Add Blob builtin implementation #169

andreiltd · 2024-10-23T14:34:36Z

This patch adds support for the Blob API.

The current status of platform tests is ~~205~~ 216 passes out of 222 tests. Notable failures include:

Constructor with DOM objects,
BYOB stream support

guybedford

To update the WPT coverage, you need to create a JSON file in https://github.com/bytecodealliance/StarlingMonkey/tree/main/tests/wpt-harness/expectations for the corresponding tests you add, corresponding to the same test name but as .any.js.json instead of .any.js.

These files can be auto-generated with the --update-expectations WPT flag in https://github.com/bytecodealliance/StarlingMonkey/blob/main/tests/wpt-harness/run-wpt.mjs#L79.

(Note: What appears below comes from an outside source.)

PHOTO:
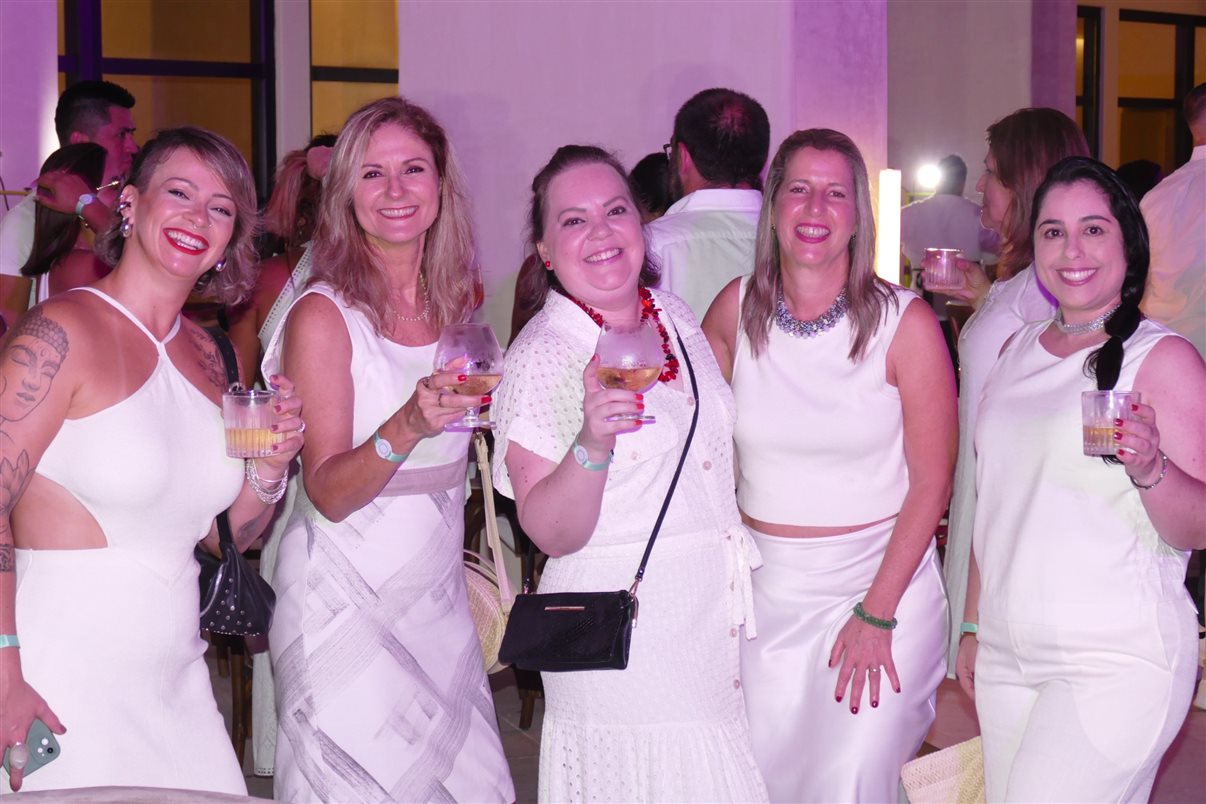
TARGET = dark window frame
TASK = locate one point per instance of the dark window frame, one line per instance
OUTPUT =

WPT flags can be set when doing a manual WPT run via WPT_FLAGS="--update-expectations" which is covered at the end of https://github.com/bytecodealliance/StarlingMonkey?tab=readme-ov-file#web-platform-tests.

tests/wpt-harness/tests.json

If the file name defined in tests.json cannot be found, the fetch function doesn’t throw an error. Instead, it writes the error into the response. Without checking the response status, we proceed to evaluate the script source, which in this case is: `Error: {"error": {"code": 404, "message": "404"}}` At this point, eval throws an Invalid Syntax error without indicating that the file wasn't fetched successfully.

builtins/web/blob.cpp

andreiltd · 2024-11-04T16:13:05Z

Is ReadableStream something we support already or does it depend on: #126 ?

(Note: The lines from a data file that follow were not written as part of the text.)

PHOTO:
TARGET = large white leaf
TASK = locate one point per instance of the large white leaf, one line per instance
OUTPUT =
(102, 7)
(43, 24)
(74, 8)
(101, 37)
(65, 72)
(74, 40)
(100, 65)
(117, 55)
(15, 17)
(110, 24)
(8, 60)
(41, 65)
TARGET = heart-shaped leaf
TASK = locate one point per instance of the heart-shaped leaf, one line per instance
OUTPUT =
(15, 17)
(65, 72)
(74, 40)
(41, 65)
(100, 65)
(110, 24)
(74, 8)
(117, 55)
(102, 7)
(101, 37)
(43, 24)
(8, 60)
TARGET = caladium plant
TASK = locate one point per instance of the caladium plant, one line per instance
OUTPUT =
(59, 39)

tschneidereit · 2024-11-04T16:17:02Z

Is ReadableStream something we support already or does it depend on: #126 ?

It absolutely is, yes. We have some gaps on byte streams specifically, but Blob#stream() should be fully supportable.

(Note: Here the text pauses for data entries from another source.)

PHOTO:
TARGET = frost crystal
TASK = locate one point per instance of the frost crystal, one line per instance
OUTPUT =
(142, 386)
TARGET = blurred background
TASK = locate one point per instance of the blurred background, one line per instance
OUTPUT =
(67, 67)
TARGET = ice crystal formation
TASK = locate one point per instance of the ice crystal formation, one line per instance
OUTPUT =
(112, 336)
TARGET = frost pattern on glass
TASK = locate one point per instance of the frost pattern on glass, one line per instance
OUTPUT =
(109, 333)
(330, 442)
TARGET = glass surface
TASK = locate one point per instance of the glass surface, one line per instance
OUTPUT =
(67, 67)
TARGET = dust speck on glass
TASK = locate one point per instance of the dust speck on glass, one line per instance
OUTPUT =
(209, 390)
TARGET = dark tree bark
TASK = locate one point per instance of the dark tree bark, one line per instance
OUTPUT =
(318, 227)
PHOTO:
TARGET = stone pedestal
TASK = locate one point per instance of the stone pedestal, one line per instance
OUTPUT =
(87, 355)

You probably need to make use of NativeStreamSource, which we're currently using for body streams.

builtins/web/blob.cpp

guybedford · 2024-11-04T19:44:22Z

Note that #126 is not a blocker here - rather #126 is tracking additional readable stream features to the ones we already support.

andreiltd · 2024-11-04T20:14:10Z

Note that #126 is not a blocker here - rather #126 is tracking additional readable stream features to the ones we already support.

Right, I saw #126 and jumped to a conclusion. I’ll add the streaming API :)

andreiltd · 2024-11-05T15:47:15Z

Is ReadableStream something we support already or does it depend on: #126 ?

It absolutely is, yes. We have some gaps on byte streams specifically, but Blob#stream() should be fully supportable.

You probably need to make use of NativeStreamSource, which we're currently using for body streams.

Hey @tschneidereit I looked at the body stream implementation, but I'm not sure how to adapt it for a Blob-readable stream. AFAICT, the NativeStreamSource requires a pulling function. In the existing code, this function initiates an async task to pull data. I assume I would need something similar.

The part I'm uncertain about is that the body async task uses a pollable handle to drive the future execution. What would be the equivalent in the case of a Blob?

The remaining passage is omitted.